If requested, return column index vectors i and j such that `y = x(i)` and `x = y(j)`.

Additionally, if i is a requested output then one of the flags `"first"` or `"last"` may be given. If `"last"` is specified, return the highest possible indices in i, otherwise, if `"first"` is specified, return the lowest. The default is `"first"`.

Example 1 : sort order

```unique ([3, 1, 1, 2])
⇒ [1, 2, 3]
unique ([3, 1, 1, 2], "stable")
⇒ [3, 1, 2]
```

Example 2 : index selection

```[~, i] = unique ([3, 1, 1, 2], "first")
⇒ i = [2; 4; 1]
[~, i] = unique ([3, 1, 1, 2], "last")
⇒ i = [3; 4; 1]
```

Programming Notes: The input flag `"legacy"` changes the algorithm to be compatible with MATLAB releases prior to R2012b. Specifically, The index ordering flag is changed to `"last"`, and the shape of the outputs i, j will follow the shape of the input x rather than always being column vectors.

The third output, j, has not been implemented yet when the sort order is `"stable"`.

: c = uniquetol (A)
: c = uniquetol (A, tol)
: c = uniquetol (…, property, value)
: [c, ia, ic] = uniquetol (…)

Return the unique elements of A within tolerance tol.

Two values, x and y, are within relative tolerance if `abs (x - y) <= tol * max (abs (A(:)))`.
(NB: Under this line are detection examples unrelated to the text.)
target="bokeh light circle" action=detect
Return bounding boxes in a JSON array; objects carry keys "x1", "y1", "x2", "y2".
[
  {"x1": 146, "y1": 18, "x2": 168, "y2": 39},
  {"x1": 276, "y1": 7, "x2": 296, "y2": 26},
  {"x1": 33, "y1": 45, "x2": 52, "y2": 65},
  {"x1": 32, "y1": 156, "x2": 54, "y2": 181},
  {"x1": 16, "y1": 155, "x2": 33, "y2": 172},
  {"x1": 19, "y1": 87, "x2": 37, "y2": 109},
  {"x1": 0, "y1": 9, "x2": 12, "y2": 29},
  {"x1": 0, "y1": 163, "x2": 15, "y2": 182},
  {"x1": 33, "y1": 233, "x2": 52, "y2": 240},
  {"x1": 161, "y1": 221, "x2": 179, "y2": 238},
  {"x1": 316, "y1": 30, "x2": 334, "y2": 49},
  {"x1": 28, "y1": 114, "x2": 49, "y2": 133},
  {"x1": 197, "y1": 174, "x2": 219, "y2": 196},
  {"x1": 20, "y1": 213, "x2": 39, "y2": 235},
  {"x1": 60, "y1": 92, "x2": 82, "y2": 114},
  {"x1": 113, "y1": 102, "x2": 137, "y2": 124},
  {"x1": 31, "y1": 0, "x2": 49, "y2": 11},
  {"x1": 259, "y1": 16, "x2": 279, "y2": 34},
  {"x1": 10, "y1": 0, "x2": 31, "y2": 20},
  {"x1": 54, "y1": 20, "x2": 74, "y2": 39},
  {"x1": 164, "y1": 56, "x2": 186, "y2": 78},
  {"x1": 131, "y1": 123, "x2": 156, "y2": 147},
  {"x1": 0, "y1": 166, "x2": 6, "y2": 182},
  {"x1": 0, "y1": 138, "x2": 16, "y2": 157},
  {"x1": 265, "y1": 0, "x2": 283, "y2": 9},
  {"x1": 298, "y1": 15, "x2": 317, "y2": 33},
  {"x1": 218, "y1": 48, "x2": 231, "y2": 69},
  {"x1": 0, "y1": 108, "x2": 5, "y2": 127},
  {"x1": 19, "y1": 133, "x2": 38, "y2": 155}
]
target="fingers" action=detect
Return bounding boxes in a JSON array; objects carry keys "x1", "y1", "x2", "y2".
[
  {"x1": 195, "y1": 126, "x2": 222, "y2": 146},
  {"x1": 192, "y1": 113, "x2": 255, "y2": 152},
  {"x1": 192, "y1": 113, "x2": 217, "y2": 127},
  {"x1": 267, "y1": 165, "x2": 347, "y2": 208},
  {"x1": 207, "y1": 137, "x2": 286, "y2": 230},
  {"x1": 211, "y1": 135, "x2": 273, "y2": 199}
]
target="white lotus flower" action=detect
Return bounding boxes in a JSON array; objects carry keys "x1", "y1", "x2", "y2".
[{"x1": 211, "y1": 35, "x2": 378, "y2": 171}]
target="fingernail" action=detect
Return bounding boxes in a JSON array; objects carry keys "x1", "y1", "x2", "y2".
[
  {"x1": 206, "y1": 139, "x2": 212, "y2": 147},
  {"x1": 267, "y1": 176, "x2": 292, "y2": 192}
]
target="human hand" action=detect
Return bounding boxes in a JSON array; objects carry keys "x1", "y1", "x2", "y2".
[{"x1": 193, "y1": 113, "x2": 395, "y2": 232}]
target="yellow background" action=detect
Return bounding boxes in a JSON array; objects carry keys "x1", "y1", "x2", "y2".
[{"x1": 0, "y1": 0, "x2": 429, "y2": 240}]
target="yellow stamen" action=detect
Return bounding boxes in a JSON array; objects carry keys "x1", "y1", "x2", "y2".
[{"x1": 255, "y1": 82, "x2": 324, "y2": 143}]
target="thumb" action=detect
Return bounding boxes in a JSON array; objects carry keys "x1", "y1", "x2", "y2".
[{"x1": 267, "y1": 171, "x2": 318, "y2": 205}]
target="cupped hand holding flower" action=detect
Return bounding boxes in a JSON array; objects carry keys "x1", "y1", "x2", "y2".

The input A must be a real (non-complex) floating point type (double or single).

If tol is unspecified, the default tolerance is 1e-12 for double precision input or 1e-6 for single precision input.

The function may also be called with the following optional property/value pairs. Property/value pairs must be passed after other input arguments:

`"ByRows"` (default: `false`)

When true, return the unique rows of A. A must be a 2-D array to use this option. For rows, the criteria for uniqueness is changed to `all (abs (x - y) <= tol*max (abs (A),[],1))` which compares each column component of a row against a column-specific tolerance.

`"DataScale"`

The tolerance test is changed to `abs (x - y) <= tol*DS` where DS is a scalar unless the property `"ByRows"` is true. In that case, DS can either be a scalar or a vector with a length equal to the number of columns in A. Using a value of `1.0` for DS will change the tolerance from a relative one to an absolute tolerance. Using a value of `Inf` will disable testing.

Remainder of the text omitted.